= Edwin A. Goodman =

Canadian lawyer

Edwin A. Goodman, (1918 – August 23, 2006) was a Canadian lawyer and political figure.

Goodman graduated from Toronto's Osgoode Hall Law School in 1947 and was one of the founding partners of Goodmans LLP, a Toronto law firm as well as a life bencher of the Law Society of Upper Canada. He is best known, however, for his political work as an advisor and fundraiser for both the Progressive Conservative Party of Canada and particularly the Progressive Conservative Party of Ontario, having been a friend and advisor to both Premier John Robarts and Premier Bill Davis. He has served as the national chair of the Progressive Conservative Party of Canada and as vice-president of both the Ontario and federal Progressive Conservative Party.
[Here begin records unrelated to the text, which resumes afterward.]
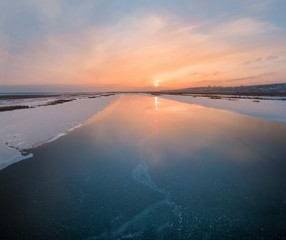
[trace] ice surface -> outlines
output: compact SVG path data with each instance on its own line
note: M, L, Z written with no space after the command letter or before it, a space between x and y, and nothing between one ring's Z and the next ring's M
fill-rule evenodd
M161 95L160 97L209 108L218 108L268 121L286 123L286 101L254 99L210 99L207 97Z
M0 112L0 170L32 156L22 156L21 150L57 139L114 98L81 98L58 105Z

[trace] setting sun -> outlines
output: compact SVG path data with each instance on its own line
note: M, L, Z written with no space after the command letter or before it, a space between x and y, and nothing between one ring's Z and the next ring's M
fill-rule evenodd
M286 0L0 0L0 240L286 240Z

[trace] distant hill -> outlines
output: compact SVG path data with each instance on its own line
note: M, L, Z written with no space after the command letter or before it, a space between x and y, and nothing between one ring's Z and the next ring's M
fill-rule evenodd
M218 94L248 96L286 96L286 83L239 86L239 87L195 87L162 91L168 94Z

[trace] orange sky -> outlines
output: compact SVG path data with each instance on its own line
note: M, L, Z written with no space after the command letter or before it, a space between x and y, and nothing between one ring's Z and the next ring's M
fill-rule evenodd
M286 80L286 32L267 20L237 16L212 22L165 11L83 26L31 38L20 53L4 46L9 36L0 32L0 83L145 90L155 83L170 89Z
Goodman was also active in charity work as honorary president of Scouts Canada and as a director for various bodies such as the Baycrest Centre for Geriatric Care and Princess Margaret Hospital. He was also chairman of the Royal Ontario Museum for six years.

He was considered a Red Tory and was part of the circle known as the Big Blue Machine that helped keep the Ontario Tories in power under Robarts and Davis.

He once ran for public office losing to Communist J.B. Salsberg of the Labor-Progressive Party after World War II.

In April 1975 his daughter Joanne Goodman was killed in a highway accident. He named a lecture series at the University of Western Ontario which every year invites a history to give a series of lectures to the University community

In 1992, Goodman was named to the Security Intelligence Review Committee and was appointed to the Queen's Privy Council for Canada.

His autobiography, The Life of the Party, was published in 1988. He is also an Officer of the Order of Canada.

Goodman died following a heart attack.